Spieleentwicklung
Die kommerzielle Spieleentwicklung begann um 1970 und ist somit ein sehr neuer Industriezweig, welcher aber enorme Steigungsraten aufweist. Während die ersten Spiele noch von einer einzigen Person produziert werden konnten, sind für aktuelle Mainstream-Titel große Teams notwendig. Die durchschnittlichen Kosten für ein Spiel lagen in 2000 schon bei 1-4 Millionen US-Dollar und für 2010 geht man inzwischen von 20 Millionen pro Titel aus. So teure Entwicklungen bedeuten in der Regel das Aus für ein Unternehmen wenn das Produkt ein Flop wird. Daher ist eine gründliche Planung und die Einhaltung der gesetzten Termine der wohl wichtigste Faktor.

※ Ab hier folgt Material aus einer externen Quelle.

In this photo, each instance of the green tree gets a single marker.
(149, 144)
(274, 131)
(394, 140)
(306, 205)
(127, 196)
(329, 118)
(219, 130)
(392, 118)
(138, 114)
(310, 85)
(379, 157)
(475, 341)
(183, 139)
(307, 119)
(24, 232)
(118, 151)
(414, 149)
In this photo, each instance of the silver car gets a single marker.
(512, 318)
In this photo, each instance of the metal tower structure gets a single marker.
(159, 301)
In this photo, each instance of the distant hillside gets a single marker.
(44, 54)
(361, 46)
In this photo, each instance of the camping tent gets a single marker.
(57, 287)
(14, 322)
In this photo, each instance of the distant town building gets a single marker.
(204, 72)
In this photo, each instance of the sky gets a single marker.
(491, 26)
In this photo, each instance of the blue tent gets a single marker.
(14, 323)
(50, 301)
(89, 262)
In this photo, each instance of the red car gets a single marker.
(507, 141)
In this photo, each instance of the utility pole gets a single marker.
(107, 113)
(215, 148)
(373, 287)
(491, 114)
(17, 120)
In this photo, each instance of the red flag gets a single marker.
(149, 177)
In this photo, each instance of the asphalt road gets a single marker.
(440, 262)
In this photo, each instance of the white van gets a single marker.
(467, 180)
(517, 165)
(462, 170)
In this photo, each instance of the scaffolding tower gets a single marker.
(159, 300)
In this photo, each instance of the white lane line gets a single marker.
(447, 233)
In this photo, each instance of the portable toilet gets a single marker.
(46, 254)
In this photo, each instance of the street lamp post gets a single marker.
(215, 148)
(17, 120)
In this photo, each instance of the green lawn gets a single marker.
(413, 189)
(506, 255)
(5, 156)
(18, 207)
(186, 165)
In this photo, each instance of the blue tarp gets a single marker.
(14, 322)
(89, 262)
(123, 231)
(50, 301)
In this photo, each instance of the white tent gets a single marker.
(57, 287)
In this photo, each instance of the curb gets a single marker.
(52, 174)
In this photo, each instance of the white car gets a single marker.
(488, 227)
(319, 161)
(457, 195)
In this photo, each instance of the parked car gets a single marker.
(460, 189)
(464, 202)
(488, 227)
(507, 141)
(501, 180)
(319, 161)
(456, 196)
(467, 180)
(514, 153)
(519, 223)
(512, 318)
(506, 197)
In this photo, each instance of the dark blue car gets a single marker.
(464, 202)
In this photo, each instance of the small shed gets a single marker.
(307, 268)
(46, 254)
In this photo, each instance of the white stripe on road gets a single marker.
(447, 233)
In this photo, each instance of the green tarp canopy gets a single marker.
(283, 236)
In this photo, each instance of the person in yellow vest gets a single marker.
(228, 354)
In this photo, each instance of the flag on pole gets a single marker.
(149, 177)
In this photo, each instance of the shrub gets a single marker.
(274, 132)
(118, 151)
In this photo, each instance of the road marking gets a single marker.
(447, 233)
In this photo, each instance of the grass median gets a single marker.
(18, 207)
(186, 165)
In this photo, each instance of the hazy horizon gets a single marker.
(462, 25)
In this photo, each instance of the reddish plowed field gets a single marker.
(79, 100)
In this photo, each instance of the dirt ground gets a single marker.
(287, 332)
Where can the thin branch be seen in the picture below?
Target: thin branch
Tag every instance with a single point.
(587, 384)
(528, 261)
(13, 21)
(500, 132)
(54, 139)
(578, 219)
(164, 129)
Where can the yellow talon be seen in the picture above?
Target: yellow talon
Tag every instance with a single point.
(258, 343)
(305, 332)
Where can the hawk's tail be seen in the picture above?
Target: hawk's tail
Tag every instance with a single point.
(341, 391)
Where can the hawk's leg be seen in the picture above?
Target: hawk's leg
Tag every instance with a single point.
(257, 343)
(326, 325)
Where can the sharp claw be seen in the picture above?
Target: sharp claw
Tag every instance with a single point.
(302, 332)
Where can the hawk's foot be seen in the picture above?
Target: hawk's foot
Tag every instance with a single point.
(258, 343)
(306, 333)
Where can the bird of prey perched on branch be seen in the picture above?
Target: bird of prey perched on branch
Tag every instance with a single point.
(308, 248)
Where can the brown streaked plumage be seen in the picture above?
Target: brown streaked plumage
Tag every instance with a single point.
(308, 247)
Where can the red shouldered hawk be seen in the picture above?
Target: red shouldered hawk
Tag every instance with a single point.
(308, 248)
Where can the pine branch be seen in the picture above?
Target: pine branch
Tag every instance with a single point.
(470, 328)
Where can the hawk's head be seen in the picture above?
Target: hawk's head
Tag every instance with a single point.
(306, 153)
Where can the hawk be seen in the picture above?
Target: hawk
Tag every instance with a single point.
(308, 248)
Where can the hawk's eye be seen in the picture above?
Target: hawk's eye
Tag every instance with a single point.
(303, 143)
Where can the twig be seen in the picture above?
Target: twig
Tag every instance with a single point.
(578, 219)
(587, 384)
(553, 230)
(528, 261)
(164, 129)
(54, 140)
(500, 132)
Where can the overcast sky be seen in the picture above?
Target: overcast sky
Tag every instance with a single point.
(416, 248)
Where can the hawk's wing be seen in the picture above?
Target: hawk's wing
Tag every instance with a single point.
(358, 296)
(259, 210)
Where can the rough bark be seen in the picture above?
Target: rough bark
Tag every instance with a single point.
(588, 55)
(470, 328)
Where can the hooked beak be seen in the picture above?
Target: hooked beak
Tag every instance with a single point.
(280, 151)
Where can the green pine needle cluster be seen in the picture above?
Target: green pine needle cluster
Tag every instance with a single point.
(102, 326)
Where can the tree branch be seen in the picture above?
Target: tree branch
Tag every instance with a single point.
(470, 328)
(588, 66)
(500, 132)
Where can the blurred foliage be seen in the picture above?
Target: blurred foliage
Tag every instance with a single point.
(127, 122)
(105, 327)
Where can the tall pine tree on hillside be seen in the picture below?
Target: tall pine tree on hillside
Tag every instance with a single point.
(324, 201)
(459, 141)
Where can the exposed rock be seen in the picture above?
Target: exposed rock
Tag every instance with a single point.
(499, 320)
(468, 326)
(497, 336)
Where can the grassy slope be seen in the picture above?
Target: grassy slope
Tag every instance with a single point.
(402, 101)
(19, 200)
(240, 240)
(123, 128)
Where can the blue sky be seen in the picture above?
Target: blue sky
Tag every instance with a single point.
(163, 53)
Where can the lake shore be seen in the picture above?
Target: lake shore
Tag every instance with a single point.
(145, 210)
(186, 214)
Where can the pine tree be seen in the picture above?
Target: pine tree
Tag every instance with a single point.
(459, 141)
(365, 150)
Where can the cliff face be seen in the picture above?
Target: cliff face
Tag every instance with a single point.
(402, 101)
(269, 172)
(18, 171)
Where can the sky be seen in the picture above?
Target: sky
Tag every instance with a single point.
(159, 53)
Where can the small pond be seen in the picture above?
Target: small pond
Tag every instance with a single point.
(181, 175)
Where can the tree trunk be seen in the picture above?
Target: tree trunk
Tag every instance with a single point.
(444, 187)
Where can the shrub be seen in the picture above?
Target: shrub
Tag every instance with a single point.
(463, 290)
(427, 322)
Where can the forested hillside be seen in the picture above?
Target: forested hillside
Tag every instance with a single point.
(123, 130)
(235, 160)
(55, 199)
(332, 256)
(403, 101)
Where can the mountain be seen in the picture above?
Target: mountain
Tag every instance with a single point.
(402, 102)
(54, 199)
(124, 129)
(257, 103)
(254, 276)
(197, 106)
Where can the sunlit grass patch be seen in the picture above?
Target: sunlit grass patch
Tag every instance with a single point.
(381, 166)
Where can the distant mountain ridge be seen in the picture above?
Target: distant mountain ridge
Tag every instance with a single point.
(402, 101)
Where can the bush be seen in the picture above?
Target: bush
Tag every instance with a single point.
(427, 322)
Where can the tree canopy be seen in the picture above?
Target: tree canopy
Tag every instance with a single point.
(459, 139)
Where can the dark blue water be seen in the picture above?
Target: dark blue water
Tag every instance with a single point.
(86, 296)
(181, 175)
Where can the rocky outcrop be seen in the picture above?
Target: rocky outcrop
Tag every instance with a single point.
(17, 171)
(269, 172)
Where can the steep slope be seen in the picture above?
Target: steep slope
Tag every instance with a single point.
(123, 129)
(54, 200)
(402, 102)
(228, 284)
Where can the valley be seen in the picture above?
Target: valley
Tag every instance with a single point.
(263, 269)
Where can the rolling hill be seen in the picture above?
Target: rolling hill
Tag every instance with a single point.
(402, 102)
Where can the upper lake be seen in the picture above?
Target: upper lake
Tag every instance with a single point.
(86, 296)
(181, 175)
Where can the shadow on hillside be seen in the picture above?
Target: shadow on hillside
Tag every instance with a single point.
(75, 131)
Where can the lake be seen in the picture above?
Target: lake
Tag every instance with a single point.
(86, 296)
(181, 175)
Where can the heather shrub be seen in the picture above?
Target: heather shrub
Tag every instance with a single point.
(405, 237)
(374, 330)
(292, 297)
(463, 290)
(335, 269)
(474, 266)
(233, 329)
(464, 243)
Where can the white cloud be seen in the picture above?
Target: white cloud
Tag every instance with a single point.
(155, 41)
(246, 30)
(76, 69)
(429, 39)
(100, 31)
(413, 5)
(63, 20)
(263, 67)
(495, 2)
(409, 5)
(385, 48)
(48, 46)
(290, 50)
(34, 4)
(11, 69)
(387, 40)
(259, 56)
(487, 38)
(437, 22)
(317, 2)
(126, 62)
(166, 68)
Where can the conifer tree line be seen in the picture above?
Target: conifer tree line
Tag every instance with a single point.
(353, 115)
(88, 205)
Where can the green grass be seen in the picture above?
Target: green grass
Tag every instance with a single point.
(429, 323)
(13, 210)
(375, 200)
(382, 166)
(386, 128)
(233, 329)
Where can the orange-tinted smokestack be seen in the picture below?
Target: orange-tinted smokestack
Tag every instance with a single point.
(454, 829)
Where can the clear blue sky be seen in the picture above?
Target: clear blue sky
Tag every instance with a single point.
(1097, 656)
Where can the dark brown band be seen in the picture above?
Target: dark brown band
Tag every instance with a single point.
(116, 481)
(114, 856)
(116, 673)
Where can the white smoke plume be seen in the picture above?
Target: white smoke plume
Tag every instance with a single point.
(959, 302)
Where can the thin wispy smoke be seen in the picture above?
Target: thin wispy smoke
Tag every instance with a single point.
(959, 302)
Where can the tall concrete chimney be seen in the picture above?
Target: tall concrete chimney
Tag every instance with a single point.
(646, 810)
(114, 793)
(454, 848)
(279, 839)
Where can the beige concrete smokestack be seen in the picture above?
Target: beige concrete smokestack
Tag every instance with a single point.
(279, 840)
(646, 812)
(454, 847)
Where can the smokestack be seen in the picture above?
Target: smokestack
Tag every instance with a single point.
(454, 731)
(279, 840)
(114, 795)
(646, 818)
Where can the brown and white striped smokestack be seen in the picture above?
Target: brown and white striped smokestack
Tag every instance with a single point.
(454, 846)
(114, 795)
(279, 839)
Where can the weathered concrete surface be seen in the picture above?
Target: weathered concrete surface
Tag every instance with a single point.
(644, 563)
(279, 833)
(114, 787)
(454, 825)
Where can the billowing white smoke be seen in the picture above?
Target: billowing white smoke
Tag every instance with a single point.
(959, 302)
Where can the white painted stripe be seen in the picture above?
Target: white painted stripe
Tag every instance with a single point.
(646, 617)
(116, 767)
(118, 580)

Die Entwicklung von Spielen lässt sich im Groben wie folgt unterteilen:
- Die Idee / das Spielkonzept entwickeln (Worum geht es? , Was ist besonders?)
- Das Konzept in mehreren Durchläufen zu einem vollständigen Designdokument ausarbeiten
- Aufteilung in Module sowie Festlegen der Meilensteine, Projekt- und Budgetplan
- aktive Produktion (Programmierung, Entwicklung von Grafik und Sound)
- Test und Fehlerbehebung
Jeder der Bereiche wird weiter aufgeteilt und je nach Entwickler in etwas anderer Reihenfolge ausgeführt oder anders gehandhabt. Da die Spieleentwicklung in der kurzen Zeit so enorm gewachsen ist, fehlt es leider an internationalen Standards. Es gibt zum Beispiel so gut wie keine einheitlichen Jobbeschreibungen. Das führt dazu, dass der “Gamedesigner” in verschiedenen Entwicklerstudios ganz andere Aufgabenbereiche hat. Die Einen schwören auf Scrum und Prototypen für die Entwicklung während Andere diese Methoden für komplett unkalkulierbar halten.
Dennoch ist die Entwicklung von Computerspielen ein Wachstumsmarkt und regelmäßig neu überbotene Verkaufsrekorde lassen eine erfolgreiche Zukunft erahnen.